Common Clay Enlarge
Dec. 1. 1807. Publishd by Ja.s Sowerby London.
British Mineralogy
CCXLV
Quartzum argillaceum

Common Clay

  • Class 2. Earths.
  • Order 2. Mixed.
  • Gen. 4. Pulverulent Quartz.
  • Spec. 1. Mixed with Argilla.
  • Syn.
    • Potters Clay. Kirw. 1. 180.
    • Clay. Bab. 50.
    • Argile glaise. Haüy, 4. 442.
    • Loam, Potters Clay, Pipe Clay, and Variegated Clay. Jameson, 1. 301.

The best Pipe Clay (upper figure) is from Teignmouth in Devonshire, and is used in large quantities (being washed, and made plastic with water) for forming tobacco-pipes, and mixing in various sorts of pottery, at Vauxhall, &c. Much the same substance is found at Cambridge, called Gault, and is used for similar purposes, and of the more sandy sort are made whitish tiles and bricks. These nearly resemble the Flanders and Bath bricks*, as they are called; now I suppose a great and profitable article of trade, as they sell at a good price, 4d. each, for cleaning knives, &c.

Pool, in Dorsetshire—see middle figure—has much of this Clay, but rather inferior in quality in general.

Alum Bay in the Isle of Wight and Holyhead in Wales—sec lower figure—afford Clays of this kind, besides many other parts of Great Britain.
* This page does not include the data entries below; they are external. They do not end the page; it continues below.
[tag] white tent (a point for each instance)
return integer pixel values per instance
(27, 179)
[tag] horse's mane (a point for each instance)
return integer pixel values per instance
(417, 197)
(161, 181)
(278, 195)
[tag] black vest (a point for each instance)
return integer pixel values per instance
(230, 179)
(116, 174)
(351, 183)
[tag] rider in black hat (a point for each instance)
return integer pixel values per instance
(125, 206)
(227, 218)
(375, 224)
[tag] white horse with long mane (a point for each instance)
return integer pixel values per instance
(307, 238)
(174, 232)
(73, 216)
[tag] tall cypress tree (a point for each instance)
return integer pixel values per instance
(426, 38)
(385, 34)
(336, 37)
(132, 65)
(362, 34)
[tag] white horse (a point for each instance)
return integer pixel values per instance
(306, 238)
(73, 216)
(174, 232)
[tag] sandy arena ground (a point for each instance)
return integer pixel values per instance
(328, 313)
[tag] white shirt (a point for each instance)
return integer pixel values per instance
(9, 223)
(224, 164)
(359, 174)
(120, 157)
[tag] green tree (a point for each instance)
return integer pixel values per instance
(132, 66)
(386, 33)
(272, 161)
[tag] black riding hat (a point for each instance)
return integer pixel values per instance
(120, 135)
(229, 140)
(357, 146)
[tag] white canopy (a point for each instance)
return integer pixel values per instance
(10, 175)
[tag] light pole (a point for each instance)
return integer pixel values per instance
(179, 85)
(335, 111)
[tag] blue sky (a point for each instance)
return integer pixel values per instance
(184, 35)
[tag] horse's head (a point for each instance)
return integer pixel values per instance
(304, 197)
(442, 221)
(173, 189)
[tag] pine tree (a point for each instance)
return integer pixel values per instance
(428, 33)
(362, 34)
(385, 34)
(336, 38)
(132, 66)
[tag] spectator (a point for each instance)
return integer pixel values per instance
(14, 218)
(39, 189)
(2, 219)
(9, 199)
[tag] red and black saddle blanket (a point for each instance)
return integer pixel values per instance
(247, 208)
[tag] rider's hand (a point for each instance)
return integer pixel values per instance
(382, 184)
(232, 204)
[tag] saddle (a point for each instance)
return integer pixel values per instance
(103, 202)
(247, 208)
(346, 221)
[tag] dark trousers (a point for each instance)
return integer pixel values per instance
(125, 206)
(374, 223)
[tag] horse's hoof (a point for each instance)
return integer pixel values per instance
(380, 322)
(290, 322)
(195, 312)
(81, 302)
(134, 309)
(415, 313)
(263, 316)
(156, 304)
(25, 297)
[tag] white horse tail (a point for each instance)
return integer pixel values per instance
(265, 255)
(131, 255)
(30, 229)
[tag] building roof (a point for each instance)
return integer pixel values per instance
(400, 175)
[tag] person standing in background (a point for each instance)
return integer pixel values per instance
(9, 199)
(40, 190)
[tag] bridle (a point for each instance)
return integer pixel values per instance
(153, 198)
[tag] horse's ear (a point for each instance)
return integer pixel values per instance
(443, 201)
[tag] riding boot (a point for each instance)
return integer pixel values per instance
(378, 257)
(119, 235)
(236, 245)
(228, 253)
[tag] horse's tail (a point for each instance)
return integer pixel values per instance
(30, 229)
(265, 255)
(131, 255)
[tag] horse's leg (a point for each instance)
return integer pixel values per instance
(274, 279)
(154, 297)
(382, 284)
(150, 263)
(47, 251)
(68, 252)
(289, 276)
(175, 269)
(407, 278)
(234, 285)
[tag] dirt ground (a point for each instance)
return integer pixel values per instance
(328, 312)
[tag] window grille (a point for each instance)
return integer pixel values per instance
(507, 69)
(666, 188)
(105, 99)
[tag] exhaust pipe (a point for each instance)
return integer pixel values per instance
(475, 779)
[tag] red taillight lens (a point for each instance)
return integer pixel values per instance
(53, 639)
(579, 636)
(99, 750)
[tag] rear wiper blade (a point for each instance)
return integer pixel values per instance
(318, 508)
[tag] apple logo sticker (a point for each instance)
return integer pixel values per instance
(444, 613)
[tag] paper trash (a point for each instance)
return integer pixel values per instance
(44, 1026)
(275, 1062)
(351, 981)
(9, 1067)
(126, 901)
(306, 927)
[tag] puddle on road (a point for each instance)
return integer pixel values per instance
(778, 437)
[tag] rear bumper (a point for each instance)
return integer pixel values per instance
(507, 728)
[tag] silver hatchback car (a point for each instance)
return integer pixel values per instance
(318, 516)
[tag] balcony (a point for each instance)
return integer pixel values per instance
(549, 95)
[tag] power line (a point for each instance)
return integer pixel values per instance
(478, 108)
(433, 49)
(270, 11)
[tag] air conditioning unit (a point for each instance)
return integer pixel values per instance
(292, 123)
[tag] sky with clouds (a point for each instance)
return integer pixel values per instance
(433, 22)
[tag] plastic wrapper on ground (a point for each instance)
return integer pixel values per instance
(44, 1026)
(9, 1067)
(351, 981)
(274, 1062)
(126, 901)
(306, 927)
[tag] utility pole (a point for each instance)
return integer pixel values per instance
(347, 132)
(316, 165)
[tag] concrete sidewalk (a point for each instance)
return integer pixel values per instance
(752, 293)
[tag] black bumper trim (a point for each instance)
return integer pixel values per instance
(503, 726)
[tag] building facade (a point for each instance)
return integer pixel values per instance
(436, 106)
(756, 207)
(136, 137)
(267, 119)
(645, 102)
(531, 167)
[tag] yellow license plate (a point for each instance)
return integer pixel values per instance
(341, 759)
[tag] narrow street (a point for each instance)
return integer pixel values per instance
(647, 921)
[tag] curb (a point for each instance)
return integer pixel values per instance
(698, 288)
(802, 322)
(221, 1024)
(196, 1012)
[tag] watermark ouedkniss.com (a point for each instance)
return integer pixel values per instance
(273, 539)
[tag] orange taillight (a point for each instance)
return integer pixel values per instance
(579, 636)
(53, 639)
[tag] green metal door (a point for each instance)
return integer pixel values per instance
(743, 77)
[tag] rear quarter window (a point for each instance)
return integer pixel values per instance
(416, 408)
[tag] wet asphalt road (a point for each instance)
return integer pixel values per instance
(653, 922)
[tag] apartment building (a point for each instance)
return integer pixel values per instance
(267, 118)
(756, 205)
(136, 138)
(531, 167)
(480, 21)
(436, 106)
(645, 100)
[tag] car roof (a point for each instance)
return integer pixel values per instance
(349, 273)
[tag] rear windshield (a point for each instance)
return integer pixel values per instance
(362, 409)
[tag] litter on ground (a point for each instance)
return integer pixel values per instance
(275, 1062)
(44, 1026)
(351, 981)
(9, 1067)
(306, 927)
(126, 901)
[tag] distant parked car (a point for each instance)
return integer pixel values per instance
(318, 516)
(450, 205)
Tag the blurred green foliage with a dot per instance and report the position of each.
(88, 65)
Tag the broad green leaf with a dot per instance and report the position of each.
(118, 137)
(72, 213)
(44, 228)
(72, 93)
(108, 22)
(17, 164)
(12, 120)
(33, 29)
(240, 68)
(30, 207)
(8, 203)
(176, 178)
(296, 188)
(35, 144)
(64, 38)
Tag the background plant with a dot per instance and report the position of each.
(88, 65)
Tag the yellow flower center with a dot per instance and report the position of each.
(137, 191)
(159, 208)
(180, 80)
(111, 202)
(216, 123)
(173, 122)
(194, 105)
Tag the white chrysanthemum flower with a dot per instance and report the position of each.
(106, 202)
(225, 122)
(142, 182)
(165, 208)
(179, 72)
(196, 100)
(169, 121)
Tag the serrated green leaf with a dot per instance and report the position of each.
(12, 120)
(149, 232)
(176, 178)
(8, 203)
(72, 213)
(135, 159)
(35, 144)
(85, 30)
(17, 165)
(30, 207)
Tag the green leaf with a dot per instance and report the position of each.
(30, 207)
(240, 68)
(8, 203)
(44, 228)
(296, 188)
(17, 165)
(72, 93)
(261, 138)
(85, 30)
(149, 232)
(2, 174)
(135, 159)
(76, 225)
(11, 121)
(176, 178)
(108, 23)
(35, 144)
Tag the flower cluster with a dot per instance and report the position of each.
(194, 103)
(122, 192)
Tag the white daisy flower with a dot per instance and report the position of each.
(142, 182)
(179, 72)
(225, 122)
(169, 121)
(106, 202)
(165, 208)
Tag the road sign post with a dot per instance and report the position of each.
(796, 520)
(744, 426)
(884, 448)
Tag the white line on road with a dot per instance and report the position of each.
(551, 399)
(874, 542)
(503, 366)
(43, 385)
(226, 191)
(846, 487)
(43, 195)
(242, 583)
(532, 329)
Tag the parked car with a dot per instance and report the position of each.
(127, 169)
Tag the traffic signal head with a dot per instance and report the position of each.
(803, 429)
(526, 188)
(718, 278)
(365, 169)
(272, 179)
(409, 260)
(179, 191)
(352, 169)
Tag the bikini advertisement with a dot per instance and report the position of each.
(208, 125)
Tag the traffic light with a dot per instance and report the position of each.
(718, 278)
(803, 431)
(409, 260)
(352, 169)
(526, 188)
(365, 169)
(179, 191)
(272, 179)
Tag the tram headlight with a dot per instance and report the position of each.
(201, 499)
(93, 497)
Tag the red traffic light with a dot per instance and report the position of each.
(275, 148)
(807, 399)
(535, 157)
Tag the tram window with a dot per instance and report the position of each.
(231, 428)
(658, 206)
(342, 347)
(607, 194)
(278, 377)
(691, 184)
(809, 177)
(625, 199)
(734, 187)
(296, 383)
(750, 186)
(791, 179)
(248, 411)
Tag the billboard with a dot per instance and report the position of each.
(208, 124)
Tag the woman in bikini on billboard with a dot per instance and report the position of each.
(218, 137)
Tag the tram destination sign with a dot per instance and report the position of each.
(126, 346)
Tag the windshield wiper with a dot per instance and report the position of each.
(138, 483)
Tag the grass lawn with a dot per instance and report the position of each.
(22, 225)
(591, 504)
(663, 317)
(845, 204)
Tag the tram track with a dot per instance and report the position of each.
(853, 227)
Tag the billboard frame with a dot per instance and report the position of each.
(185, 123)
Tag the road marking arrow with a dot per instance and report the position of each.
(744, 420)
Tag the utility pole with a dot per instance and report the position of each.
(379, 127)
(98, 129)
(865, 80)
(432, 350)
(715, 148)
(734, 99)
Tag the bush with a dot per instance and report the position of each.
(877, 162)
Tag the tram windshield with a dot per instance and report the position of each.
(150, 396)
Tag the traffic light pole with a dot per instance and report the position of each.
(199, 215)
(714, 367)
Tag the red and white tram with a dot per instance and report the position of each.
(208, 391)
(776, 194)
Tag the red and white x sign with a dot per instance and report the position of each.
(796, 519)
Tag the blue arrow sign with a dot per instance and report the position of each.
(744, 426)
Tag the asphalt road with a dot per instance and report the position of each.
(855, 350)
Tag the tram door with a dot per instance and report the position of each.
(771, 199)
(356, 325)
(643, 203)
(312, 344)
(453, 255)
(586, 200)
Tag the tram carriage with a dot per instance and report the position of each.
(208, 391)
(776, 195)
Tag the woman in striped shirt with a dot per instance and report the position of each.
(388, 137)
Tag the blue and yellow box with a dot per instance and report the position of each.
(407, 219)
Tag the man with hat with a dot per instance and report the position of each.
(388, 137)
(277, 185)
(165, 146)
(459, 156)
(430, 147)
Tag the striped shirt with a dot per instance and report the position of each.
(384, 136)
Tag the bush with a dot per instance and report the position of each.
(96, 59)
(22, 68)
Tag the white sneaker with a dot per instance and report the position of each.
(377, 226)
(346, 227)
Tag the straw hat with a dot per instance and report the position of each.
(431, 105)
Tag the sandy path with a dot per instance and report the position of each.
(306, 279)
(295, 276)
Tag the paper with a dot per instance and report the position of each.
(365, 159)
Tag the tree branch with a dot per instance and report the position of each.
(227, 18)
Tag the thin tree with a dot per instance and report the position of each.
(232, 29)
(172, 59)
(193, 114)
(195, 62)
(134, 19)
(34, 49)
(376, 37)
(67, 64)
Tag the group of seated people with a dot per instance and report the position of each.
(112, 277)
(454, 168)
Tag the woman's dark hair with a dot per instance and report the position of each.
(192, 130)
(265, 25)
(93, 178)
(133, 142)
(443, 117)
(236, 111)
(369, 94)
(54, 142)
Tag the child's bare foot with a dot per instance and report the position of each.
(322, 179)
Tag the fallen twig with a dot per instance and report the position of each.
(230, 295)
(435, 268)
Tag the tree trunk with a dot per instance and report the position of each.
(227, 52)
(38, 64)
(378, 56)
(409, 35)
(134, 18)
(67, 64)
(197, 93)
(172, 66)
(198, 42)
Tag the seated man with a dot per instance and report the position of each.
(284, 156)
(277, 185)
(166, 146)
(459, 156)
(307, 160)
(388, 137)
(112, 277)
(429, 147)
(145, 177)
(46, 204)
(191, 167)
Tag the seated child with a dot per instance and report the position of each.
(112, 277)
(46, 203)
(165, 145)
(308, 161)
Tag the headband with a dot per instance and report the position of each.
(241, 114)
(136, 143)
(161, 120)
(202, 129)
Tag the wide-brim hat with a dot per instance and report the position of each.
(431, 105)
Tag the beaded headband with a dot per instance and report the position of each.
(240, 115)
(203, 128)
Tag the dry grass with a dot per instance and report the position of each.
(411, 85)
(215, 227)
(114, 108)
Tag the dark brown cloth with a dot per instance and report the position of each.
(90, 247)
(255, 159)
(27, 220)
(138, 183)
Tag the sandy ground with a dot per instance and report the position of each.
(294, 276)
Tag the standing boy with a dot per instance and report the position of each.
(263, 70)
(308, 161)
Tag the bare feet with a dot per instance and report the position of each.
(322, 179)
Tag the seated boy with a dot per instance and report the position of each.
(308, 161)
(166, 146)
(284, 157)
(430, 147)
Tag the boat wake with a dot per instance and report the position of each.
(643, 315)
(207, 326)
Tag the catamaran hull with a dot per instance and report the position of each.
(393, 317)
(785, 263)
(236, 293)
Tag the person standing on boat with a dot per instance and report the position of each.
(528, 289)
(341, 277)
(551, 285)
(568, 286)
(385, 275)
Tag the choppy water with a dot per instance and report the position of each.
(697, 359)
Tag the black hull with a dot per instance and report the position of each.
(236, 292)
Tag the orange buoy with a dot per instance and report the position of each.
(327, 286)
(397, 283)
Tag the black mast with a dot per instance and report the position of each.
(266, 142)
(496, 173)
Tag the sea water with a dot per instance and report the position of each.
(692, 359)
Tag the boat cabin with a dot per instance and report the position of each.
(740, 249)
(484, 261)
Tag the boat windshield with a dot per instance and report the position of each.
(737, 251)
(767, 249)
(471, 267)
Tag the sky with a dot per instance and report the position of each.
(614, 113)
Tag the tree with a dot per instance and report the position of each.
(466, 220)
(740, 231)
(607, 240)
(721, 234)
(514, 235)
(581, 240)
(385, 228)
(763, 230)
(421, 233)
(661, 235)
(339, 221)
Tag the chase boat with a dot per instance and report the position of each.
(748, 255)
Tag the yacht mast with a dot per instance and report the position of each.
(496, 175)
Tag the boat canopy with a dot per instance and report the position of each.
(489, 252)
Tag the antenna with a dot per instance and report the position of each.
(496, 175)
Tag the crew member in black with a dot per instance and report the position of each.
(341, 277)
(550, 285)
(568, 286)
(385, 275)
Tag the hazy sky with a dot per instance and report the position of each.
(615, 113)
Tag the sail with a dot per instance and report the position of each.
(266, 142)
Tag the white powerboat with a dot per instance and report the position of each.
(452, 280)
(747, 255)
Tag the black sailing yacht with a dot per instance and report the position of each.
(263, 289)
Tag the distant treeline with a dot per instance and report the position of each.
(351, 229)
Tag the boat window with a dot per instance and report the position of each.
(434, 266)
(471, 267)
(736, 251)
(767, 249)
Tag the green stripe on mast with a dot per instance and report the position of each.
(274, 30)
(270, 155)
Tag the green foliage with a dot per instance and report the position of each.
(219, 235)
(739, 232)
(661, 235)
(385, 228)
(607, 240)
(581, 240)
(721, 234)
Clay in common is best characterized when wet and soft, in which state it is most generally found below the common surface of the Earth. It is known by its plastic qualities, and fitness to be formed into any shape. Thus specimens of common Clay are scarcely to be described by their fracture, and, being generally gathered in a moist state, have the marks of the tool, and are frequently made into balls or squares. Their tenacity, however, gives them a raggedness in breaking, rather peculiar to themselves, smoothest on the sides, and somewhat roughish or earthy; but when dry it varies much, according to circumstances, and is sometimes a little conchoidal. It is chosen as white as possible for pipe-making, and for the finer purposes, and certain proportions of different kinds are used to suit the intention of the potter. For making tobacco-pipes it is burnt or baked so as to stick to the tongue or lips, but is sometimes polished. In making china it is generally more baked and smoother, which adds to its hardness. This is said to be the best Clay for glass-house melting-pots. It is often used in the composition of artificial stone, and for cleaning cloth, wool and leather.

Pure Clay is said to have been found at Halle, in Saxony, but some doubts have arisen as to its being natural. This, according to Fourcroy, is composed of

Alumine 45
Sulphate of Lime 24
Water 27
Silica and a Muriate 4
100
  • * Which only differ in containing a much greater quantity of Sand.